Nanoparticles in amorphous oxides are a powerful tool for embedding a wide range of functions in optical glasses, which are still the best solutions in several applications in the ever growing field of photonics. However, the control of the nanoparticle size inside the host material is often a challenging task, even more challenging when detrimental effects on light transmittance have to be avoided. Here we show how the process of phase separation and subsequent nanocrystallization of a Ga-oxide phase can be controlled in germanosilicates - prototypal systems in optical telecommunications - starting from a Ga-modified glass composition designed to favour uniform liquid-liquid phase separation in the melt. Small angle neutron scattering data demonstrate that nanosized structuring occurs in the amorphous as-quenched glass and gives rise to initially smaller nanoparticles, by heating, as in a secondary phase separation. By further heating, the nanophase evolves with an increase of nanoparticle gyration radius, from a few nm to a saturation value of about 10 nm, through an initial growing process followed by an Ostwald ripening mechanism. Nanoparticles finally crystallize, as indicated by transmission electron microscopy and X-ray diffraction, as γ-Ga(2)O(3)- a metastable gallium oxide polymorph. Infrared reflectance and photoluminescence, together with the optical absorption of Ni ions used as a probe, give an indication of the underlying interrelated processes of the structural change in the glass and in the segregated phase. As a result, our data give for the first time a rationale for designing Ga-modified germanosilicates at the nanoscale, with the perspective of a detailed nanostructuring control.

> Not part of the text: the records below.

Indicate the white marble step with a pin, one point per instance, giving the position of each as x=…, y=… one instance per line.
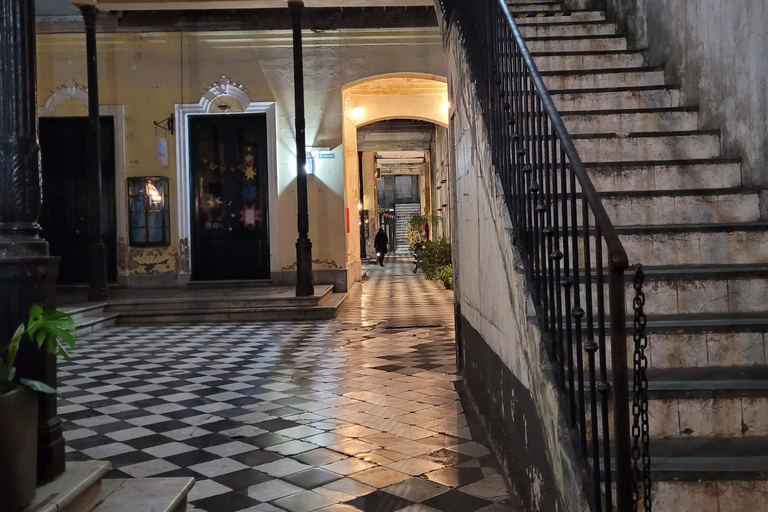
x=600, y=43
x=603, y=78
x=145, y=495
x=632, y=98
x=77, y=490
x=623, y=121
x=588, y=60
x=648, y=146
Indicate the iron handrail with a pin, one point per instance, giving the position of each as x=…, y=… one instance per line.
x=545, y=183
x=616, y=249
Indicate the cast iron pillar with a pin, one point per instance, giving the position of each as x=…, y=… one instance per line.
x=27, y=272
x=304, y=286
x=361, y=205
x=98, y=289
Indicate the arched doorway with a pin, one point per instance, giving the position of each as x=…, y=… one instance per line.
x=404, y=97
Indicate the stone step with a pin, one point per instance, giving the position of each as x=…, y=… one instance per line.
x=698, y=475
x=709, y=475
x=217, y=300
x=695, y=403
x=79, y=312
x=624, y=98
x=648, y=146
x=566, y=28
x=559, y=61
x=557, y=17
x=681, y=207
x=598, y=43
x=701, y=340
x=603, y=78
x=631, y=121
x=708, y=402
x=78, y=489
x=529, y=6
x=665, y=175
x=145, y=495
x=96, y=322
x=695, y=290
x=696, y=244
x=326, y=310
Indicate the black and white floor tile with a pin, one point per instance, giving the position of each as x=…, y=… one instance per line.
x=335, y=416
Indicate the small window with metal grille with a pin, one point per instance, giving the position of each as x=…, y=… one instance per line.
x=149, y=216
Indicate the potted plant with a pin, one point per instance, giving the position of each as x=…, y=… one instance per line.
x=52, y=331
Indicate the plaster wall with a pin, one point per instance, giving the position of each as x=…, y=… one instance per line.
x=506, y=370
x=150, y=73
x=717, y=51
x=441, y=185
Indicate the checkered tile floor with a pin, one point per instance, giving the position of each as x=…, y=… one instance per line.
x=334, y=416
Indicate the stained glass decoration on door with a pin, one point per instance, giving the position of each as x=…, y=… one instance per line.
x=230, y=234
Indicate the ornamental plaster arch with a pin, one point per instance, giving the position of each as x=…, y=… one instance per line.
x=69, y=90
x=210, y=99
x=72, y=90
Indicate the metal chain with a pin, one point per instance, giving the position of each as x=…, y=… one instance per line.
x=641, y=457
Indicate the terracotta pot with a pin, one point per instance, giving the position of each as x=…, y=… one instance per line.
x=18, y=449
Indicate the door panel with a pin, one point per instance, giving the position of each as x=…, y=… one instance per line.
x=228, y=165
x=64, y=214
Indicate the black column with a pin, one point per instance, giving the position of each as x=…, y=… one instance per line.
x=304, y=286
x=27, y=273
x=98, y=289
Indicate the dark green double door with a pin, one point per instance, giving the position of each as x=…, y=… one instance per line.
x=66, y=207
x=228, y=166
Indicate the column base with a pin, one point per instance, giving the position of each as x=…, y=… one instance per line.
x=304, y=285
x=25, y=282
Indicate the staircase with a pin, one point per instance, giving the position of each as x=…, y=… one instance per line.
x=83, y=488
x=681, y=209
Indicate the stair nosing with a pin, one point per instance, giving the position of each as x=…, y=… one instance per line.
x=654, y=110
x=648, y=163
x=602, y=90
x=576, y=72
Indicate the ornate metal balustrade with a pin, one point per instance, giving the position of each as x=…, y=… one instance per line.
x=574, y=260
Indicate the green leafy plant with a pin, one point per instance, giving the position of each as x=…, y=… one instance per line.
x=435, y=255
x=445, y=275
x=49, y=329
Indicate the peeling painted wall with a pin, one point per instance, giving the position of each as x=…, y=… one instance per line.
x=717, y=51
x=149, y=73
x=507, y=371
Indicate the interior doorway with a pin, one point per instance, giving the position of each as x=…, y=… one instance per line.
x=64, y=214
x=229, y=197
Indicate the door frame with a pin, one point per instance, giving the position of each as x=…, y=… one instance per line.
x=72, y=90
x=225, y=87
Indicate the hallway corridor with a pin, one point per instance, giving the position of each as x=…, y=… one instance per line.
x=357, y=414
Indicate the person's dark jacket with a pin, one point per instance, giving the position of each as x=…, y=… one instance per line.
x=380, y=242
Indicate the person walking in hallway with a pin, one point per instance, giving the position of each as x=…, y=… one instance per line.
x=380, y=244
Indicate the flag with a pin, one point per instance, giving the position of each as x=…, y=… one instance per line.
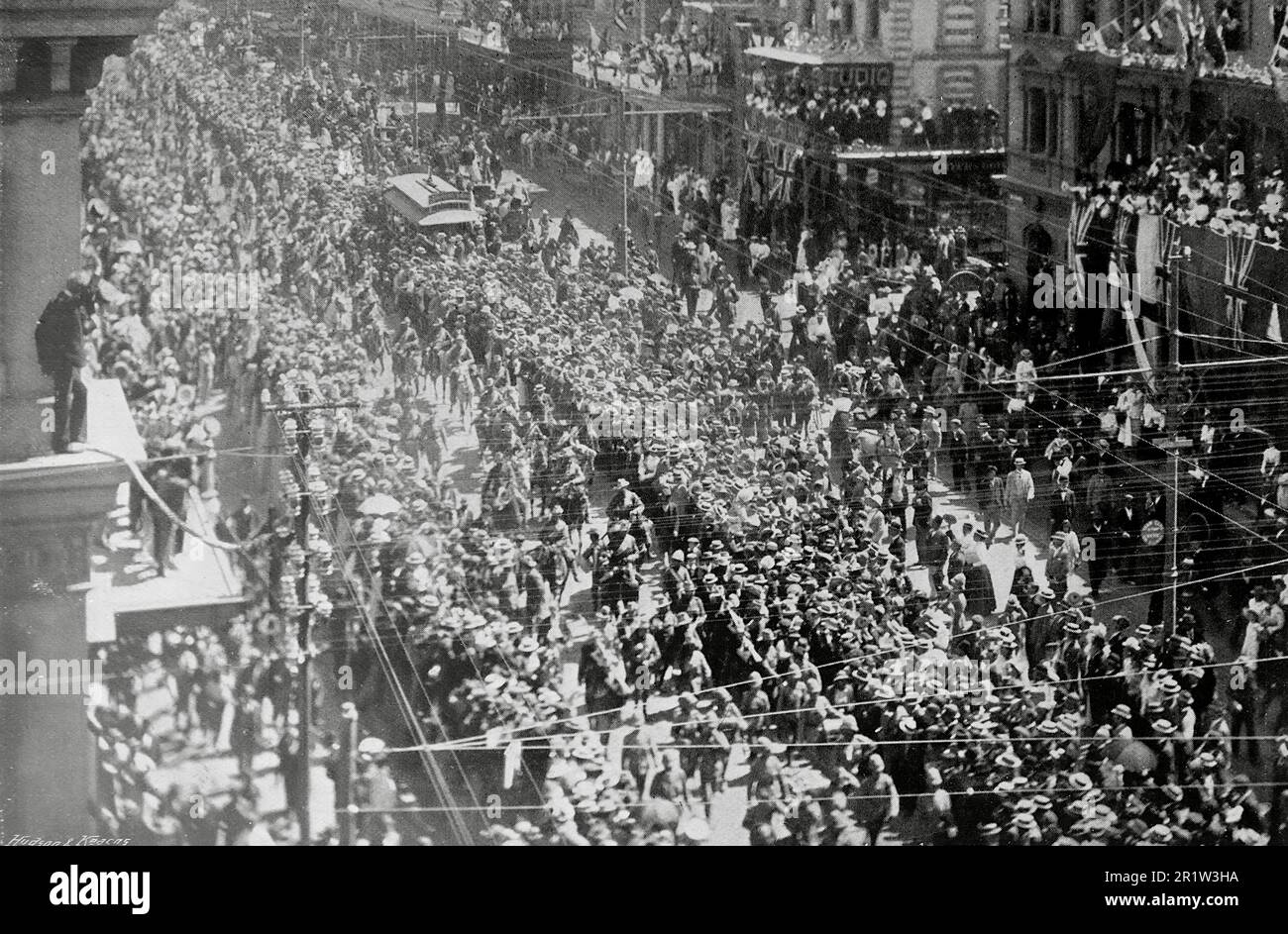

Microfluorescence analysis of nanostructuring inhomogeneity in optical fibers with embedded gallium oxide nanocrystals.

A spectroscopic protocol is proposed to implement confocal microfluorescence imaging to the analysis of microinhomogeneity in the nanocrystallization of the core of fibers belonging to a new kind of broadband fiber amplifier based on glass with embedded nanocrystals. Nanocrystallization, crucial for achieving an adequate light emission efficiency of transition metal ions in these materials, has to be as homogeneous as possible in the fiber to assure optical amplification. This requirement calls for a sensitive method for monitoring nanostructuring in oxide glasses. Here we show that mapping microfluorescence excited at 633 nm by a He-Ne laser may give a useful tool in this regard, thanks to quasi-resonant excitation of coordination defects typical of germanosilicate materials, such as nonbridging oxygens and charged Ge-O-Ge sites, whose fluorescence are shown to undergo spectral modifications when nanocrystals form into the glass. The method has been positively checked on prototypes of optical fibers--preventively characterized by means of scanning electron microscopy and energy dispersive spectroscopy--fabricated from preforms of Ni-doped Li2O-Na2O-Sb2O3-Ga2O3-GeO2-SiO2 glass in silica cladding and subjected to heat treatment to activate gallium oxide nanocrystal growth. The method indeed enables not only the mapping of the crystallization degree but also the identification of drawing-induced defects in the fiber cladding.